Shabnam Virmani, maker of the award-winning film on Kabir, says the saint-poet taught us to explore the margins of reality
Six hundred years after his time, Kabir is found occupying places most unanticipated, both sacred and secular. Kabira Khada Bazaar Mein, a documentary film by Shabnam Virmani on the poet-saint as part of her Kabir Project, has won the Special Jury Prize at the 58th National Awards. As she puts it, the film “interweaves his deification by the Kabir Panth sect with his secular appropriation by the social activist group Eklavya”. Shabnam speaks:
Do you feel vindicated by the National Award?
I find it deeply ironic and amusing that the Government has seen fit to give the National Award to a film that they first tried to censor out of existence. Kabira Khada Bazaar Mein was first denied a censor certificate on the grounds that it could “hurt the religious sentiments” of the Kabir Panth sect that features in the crux of the debate that unfolds in the film. We had to fight for the censor certificate. Yes, it is true that a smaller minority from within the Kabir Panth reacted with great hostility towards this film and its main protagonist, the Malwi folk singer Prahlad Tipanya, whose life choices pose a challenge to certain orthodox practices within certain sections of the Kabir Panth.
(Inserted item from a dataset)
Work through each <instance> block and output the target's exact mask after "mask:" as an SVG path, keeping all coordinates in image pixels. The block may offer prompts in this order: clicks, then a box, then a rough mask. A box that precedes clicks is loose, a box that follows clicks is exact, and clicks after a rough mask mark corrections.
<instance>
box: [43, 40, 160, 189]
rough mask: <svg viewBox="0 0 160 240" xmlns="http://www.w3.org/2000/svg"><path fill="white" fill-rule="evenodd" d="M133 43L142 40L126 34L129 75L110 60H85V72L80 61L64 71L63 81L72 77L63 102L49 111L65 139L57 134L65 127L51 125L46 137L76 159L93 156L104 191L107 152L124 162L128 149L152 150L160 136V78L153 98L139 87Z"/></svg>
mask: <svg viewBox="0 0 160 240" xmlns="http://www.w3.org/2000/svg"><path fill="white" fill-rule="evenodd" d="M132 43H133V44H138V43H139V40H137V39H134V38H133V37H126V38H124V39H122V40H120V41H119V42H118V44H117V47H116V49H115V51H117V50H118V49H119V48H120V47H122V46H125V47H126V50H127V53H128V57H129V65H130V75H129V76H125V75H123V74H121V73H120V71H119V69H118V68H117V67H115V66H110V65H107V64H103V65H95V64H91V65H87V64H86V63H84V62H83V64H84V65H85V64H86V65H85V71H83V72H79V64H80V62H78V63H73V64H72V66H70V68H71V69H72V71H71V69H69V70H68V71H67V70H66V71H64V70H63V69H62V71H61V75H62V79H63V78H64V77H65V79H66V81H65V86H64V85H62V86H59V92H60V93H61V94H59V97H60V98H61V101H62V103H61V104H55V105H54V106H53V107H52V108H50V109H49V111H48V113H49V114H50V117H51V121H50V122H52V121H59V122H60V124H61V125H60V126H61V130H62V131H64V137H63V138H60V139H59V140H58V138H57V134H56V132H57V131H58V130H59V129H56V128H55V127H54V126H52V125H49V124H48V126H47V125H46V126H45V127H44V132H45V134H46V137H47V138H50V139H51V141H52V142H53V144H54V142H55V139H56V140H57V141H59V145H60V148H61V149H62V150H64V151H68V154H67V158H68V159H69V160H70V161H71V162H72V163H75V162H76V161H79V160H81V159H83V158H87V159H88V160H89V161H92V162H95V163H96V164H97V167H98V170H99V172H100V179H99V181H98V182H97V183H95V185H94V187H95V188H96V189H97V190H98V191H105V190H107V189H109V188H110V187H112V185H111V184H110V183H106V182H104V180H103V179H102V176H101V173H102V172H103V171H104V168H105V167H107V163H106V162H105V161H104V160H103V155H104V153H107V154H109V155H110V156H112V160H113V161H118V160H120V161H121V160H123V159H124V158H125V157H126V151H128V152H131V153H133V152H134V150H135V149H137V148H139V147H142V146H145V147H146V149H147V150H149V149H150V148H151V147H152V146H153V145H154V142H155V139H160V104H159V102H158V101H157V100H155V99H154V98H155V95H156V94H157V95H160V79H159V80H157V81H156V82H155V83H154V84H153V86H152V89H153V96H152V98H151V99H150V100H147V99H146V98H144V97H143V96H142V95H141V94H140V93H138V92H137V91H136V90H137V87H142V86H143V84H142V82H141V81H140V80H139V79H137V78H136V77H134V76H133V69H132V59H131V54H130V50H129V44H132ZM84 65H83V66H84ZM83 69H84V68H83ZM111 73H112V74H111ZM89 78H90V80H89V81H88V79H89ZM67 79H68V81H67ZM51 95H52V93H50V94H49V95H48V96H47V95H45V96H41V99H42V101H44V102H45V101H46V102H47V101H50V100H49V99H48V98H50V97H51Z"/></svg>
It is nice to get a National Award, but I think my true vindication derives more from the appreciative audiences and Kabir Panthis who are in touch with us and who are actively using this to generate a critical debate amongst themselves about the meanings we make of Kabir in our social and spiritual worlds.
I think I am vindicated in far deeper and profound ways to see the maturity and wisdom inherent in the public, whose “sentiments” are not as easily ruffled as our knee-jerk over-reactive censoring authorities would have it.
How did Kabir come about in your life?
Perhaps I was searching for a way of making peace in the world outside and also within myself. Kabir began to show me some clues towards that.
Working out of Yelahanka is like working from the margins. However, it has strong historical connections.
I know very little about Yelahanka or its history. But I like being on the margins; I thrive there. I thrive on the margins of the institution Srishti School of Design. I thrive in the oft-considered marginal form of the documentary film. Kabir himself relentlessly pushes us to the margins — to the spaces that exist between centred, fixed notions of ourselves and reality. Margins pose a challenge. It's a great place to be.